Wer auswandert, ist in der Regel auf der Suche nach neuen Chancen, einem besseren Leben. Rein materiell mögen sich diese Hoffnungen auch des Öfteren bestätigen – doch wie sieht es mit dem eigentlichen Glück aus? Mit der Erfüllung in Liebe und Freundschaft? Und kann man das Gepäck der eigenen Geschichte hinter sich lassen?
Der niederländische Regisseur Ben Sombogaart versucht, in der Samsa-Koproduktion Bride Flight (Teile wurden in Luxemburg gedreht) genau diesen Fragen auf den Grund zu gehen, wenn er die Geschichte von vier jungen holländischen Emigranten erzählt, die sich 1953 ins viel versprechende Neuseeland aufmachen. In genau jenem KLM-Flugzeug, das damals das Wettfliegen nach Christchurch gewonnen hat. Der Siegerflug wurde unter dem Namen „Bruidsvlucht“ bekannt, weil die meisten Passagiere junge Frauen waren, die mit schon emigrierten Holländern verlobt waren. So auch Esther, Marjorie und Ada. Sie lernen sich und den jungen Farmer Frank auf dem Flug kennen.

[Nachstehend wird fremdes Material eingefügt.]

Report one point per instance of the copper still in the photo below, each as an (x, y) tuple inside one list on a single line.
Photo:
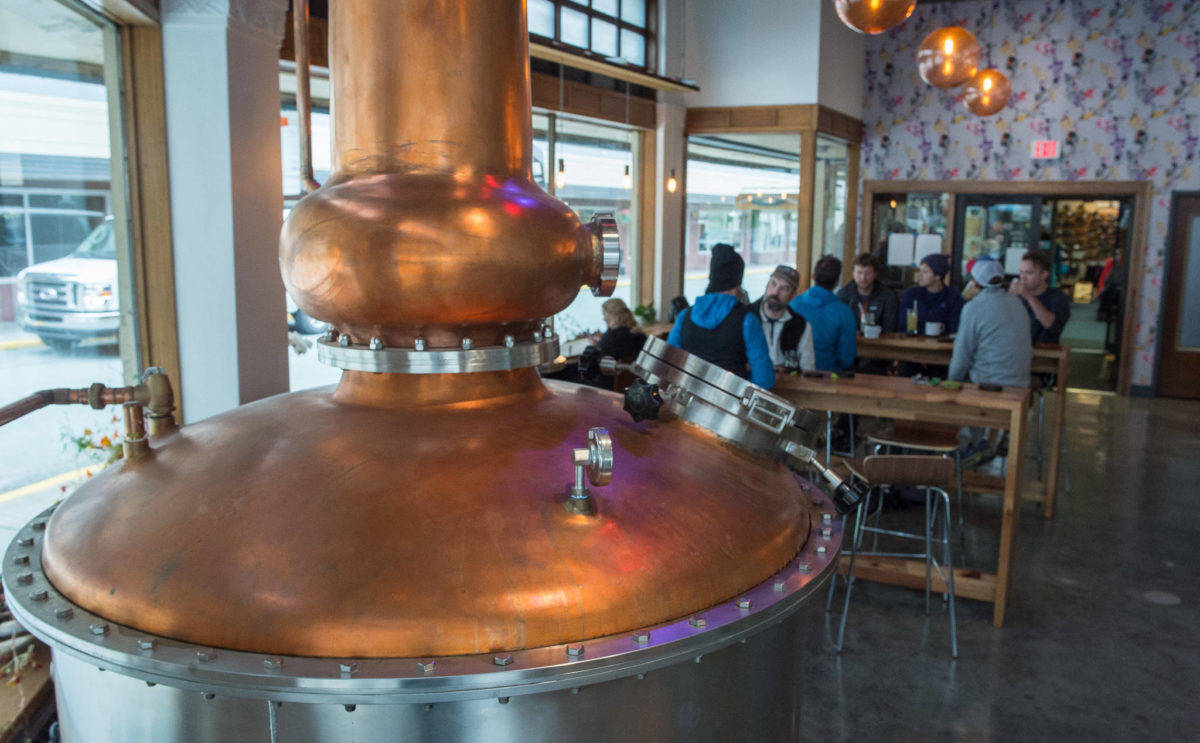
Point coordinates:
[(443, 546)]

Recht bald wird klar, dass man der Vergangenheit nicht entfliehen kann. Am ehesten schafft das noch Frank. Er stirbt rund 50 Jahre später als Junggeselle und wohlhabender Winzer. „I am a happy farmer“ sind seine letzten Worte nach der Verkostung seines neuen Weines. Aber war er wirklich glücklich? Beim Begräbnis treffen die Frauen – nun in ihren 70-ern – wieder aufeinander. In Rückblenden erfahren wir ihre Geschichten. Was damals in den ersten zehn Jahren in der neuen Heimat passiert ist, verstrickt sie ein Leben lang und darüber hinaus.
Bride Flight hätte ein dichter, intensiver Film werden können, ließe sich der Regisseur nicht zu viel Zeit. Zwanzig Minuten weniger hätten dem Werk ganz gut getan. Manche Szenen kostet er leider so sehr aus, dass man die Geduld verlieren kann – eine Tatsache, die auch den Schauspielern schadet. Die machen ihre Sache eigentlich sehr gut, werden in ihrer Kunst jedoch durch ewig lange Kameraanalysen beeinträchtigt. Dabei sind hier jung und alt – Elise Schaap/Petra Laseur (Marjorie), Karina Smulders/Pleni Touw (Ada), Anna Drijver/Willeke van Ammelroy (Esther) und Waldemar Torenstra/Rutger Hauer (Frank) – im Aussehen treffend und passend zur Rolle besetzt.
Dennoch weckt Sombogaart die Neugier des Zuschauers. Man will wirklich wissen, wie sich die Schicksale der vier entwickeln. Der genaue Blick, den er auf die Menschen, in ihre Psyche, auf ihre Sorgen, ihre Nöte, ihre Ängste – und ihre Freuden wirft, bringt dann doch etwas Spannung. Außerdem demonstriert er das Offensichtliche – dass man nämlich seiner Vergangenheit nicht einfach so entfliehen kann, indem man auswandert – mit Fingerspitzengefühl und vor den Realitäten der 50-er Jahre.Esther wird in Neuseeland zwar eine erfolgreiche Modeschöpferin. Die Holocaust-Vergangenheit lässt sich dennoch nicht abschütteln. Die naive Ada bringt ebenfalls schweres Gepäck mit. Das neue Land bedeutet für sie keine Befreiung, sondern im Gegenteil noch engere Grenzen in einer abgeschotteten Gemeinde, die Ada in ihrer fanatisch-religiösen Unbarmherzigkeit strengen Regeln unterwirft, aus denen es kein Ausbrechen gibt – oder doch? Nur Marjorie scheint rundum glücklich, bis sie zur Kenntnis nehmen muss, dass sie den von zu Hause mitgebrachten Ansprüchen an das Leben einer guten Ehefrau nicht gerecht werden kann.
Bewegend ist Bride Flight trotz der Längen. Nicht zuletzt, weil es gekonnt gefilmt ist. Auch so manch origineller dramaturgischer Effekt lässt sich entdecken – etwa in einer Szene, die ein jungverheiratetes Paar in der ersten Nacht zeigt. Die Musik des Luxemburgers Jeannot Sanavia begleitet die gespannte Erwartung der Frau, setzt aus, als der Mann zögert, erklingt wieder. In solchen Momenten kann man sich im Geschehen verlieren – genauso wie in den wundervollen Bildern der faszinierenden neuseeländischen Landschaft.